Who knows, perhaps we will discover the opposite to be true, however I doubt that. I can only make judgements based on my personal experience of calling the RIBA for the purposes of researching this project. I was told by the receptionist that unless I was a member I couldn’t speak to anyone and should instead ring the premium rate (50p / minute) information line. Architects? Aloof and elitist? Well superficially their (our) professional body shows clear signs of being just this, so what about the members? And what does everyone else think about architects? Do non-architects care about architects? Do they know about architects? And what is this knowledge based on and informed by? Personal experience? The media? Fiction?

I’m curious to know what her conclusion is. I have a friend who goes to Oxford Brookes, I’ll see if he can get a copy. Alternatively, you could just tell me what you think of me and my profession in the comments.

The dissertation prize winner was Olivia Gordon from The Bartlett School of Architecture. The title of her work is Word-robe.

The aim of this dissertation is to use the famous extract from C.S. Lewis’ The Lion, the Witch and the Wardrobe, where Lucy enters the cupboard and first discovers Narnia, as an index for a personal storage system. This is used to house my own narrative on the theme of closet space, an individual ‘wardrobe of words’.

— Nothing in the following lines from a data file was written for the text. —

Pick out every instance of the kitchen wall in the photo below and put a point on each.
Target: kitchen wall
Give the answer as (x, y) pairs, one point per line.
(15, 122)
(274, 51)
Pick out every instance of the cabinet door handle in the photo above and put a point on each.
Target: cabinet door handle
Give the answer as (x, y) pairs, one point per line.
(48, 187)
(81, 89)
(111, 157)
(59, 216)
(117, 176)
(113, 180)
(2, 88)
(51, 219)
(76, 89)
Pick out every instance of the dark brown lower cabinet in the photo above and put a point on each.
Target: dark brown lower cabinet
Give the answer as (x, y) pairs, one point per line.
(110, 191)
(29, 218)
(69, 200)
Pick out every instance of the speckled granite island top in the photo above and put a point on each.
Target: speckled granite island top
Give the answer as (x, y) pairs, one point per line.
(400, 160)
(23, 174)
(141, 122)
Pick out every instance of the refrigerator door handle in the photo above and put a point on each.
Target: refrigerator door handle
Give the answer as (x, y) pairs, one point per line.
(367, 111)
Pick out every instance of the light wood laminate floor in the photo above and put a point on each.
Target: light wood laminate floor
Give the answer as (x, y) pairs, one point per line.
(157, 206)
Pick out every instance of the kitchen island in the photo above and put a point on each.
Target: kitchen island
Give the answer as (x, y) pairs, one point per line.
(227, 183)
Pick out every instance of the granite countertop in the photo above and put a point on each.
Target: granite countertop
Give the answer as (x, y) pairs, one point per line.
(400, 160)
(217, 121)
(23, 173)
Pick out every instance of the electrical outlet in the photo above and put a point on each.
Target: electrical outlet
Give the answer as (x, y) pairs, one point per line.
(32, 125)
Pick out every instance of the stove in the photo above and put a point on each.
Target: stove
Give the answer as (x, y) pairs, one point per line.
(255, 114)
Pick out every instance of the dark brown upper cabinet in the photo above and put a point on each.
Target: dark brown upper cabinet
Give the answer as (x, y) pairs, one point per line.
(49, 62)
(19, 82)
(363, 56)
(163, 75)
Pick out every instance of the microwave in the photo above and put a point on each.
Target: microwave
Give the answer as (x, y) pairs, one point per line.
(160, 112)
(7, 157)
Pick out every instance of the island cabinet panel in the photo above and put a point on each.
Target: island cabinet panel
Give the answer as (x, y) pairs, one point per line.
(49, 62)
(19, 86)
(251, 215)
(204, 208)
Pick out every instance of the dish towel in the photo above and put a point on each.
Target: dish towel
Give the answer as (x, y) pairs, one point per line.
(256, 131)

My writing then, in inhabiting the ‘fixed’ text of Lewis’ novel, uses the predetermined structure of the story to develop my own investigation of the theme of cupboards. In effect I aim, like Lucy, to enter the mundane space of the wardrobe and discover a “whole country” within. The methodology I use is similar to George Perec’s in his essay “Think/Classify” where he explains, “The alphabet used to ‘number’ the various paragraphs of this text follows the order in which the letters of the alphabet appear in the French translation of the seventh story in Italo Calvino’s “If On One Winter’s Night a Traveller”. Rather than letters, I use the words of my chosen extract, as a means of classification. Reading and writing between the confined lines of the text become a way of ‘slotting between’ as one would file objects in a cupboard, generating a spacious place of creative investigation.

The method of classification created through this process of reading and writing questions the opposition of orderly classification versus random spontaneous thought. It is here that the theme of the research develops: an exploration of the nature of the space of the closet, both as a mechanism for control and categorisation but also as a place to explore the freedom of the imagination. And so, following Lucy’s journey from exterior to interior, my dissertation investigates these alternate themes and reflects on the implications that such a duality might have for the architect as designer and definer of space.

I see that Derrida’s influence lives on. Unfortunately there are no illustrations on the web site, but this week’s AJ magazine shows some wonderful drawings of subtly adjusted anthropometric diagrams involving people moving a wardrobe.

Both look worthy of further examination, I’ll see if I can get hold of them. Let me know if you know someone who knows someone who knows where to get them.